Essentially he’s a one man band, doing everything from answering inquiries, handing out information, organising events and missions and lobbying. His main focus is exports and imports into mainland USA. Annually he organises 40 events for 300-400 corporate companies in between lobbying Washington and Wellington on behalf of AMCHAM members. He has been strong on getting the Trans-Pacific Partnership Agreement over the line and hoping New Zealand will be signed up by August.
AMCHAM is a voluntary organisation. Mr Hearn, who mostly works from home, has recently been busy following up on the guest list for 500 people attending the 50<sup>th</sup> Anniversary of American Chamber of Commerce in New Zealand. The guest list includes the United States Ambassador and New Zealand Prime Minister John Key, former US Ambassadors, past New Zealand Prime Ministers and current MPs.
Speaking of trade between our region and the US, the latter is a tough market, he says. Although there are plenty of opportunities once a company breaks into the market, it’s a highly competitive place. For Pacific Island countries it could mean focusing on niche products and markets.
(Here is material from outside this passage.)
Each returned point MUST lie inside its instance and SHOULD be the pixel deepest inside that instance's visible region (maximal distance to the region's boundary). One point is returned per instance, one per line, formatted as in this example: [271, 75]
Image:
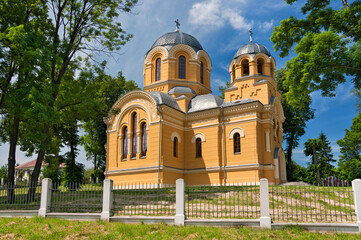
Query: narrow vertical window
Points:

Although American Samoa and Hawaii have unofficial AMCHAM organisations with potential stepping stones into America, exports there would be on a relatively small scale.
The AMCHAM membership is a complete mixture of diverse businesses either exporting or importing from the USA. In the past two years, membership has grown by 20 per cent in mostly tech and food companies, says Mr Hearn. But New Zealanders tend to do phenomenally well in the US he says.
He was invited on to the Mayoral Trade Mission to the US earlier this year along with 40 New Zealand companies. The mission marked the start of a three-year business relationship between Auckland and her sister cities Guangzhou and Los Angeles. The outcomes exceeded expectations with multi-million dollar deals transacted with leaders keen to see this tripartite arrangement continue.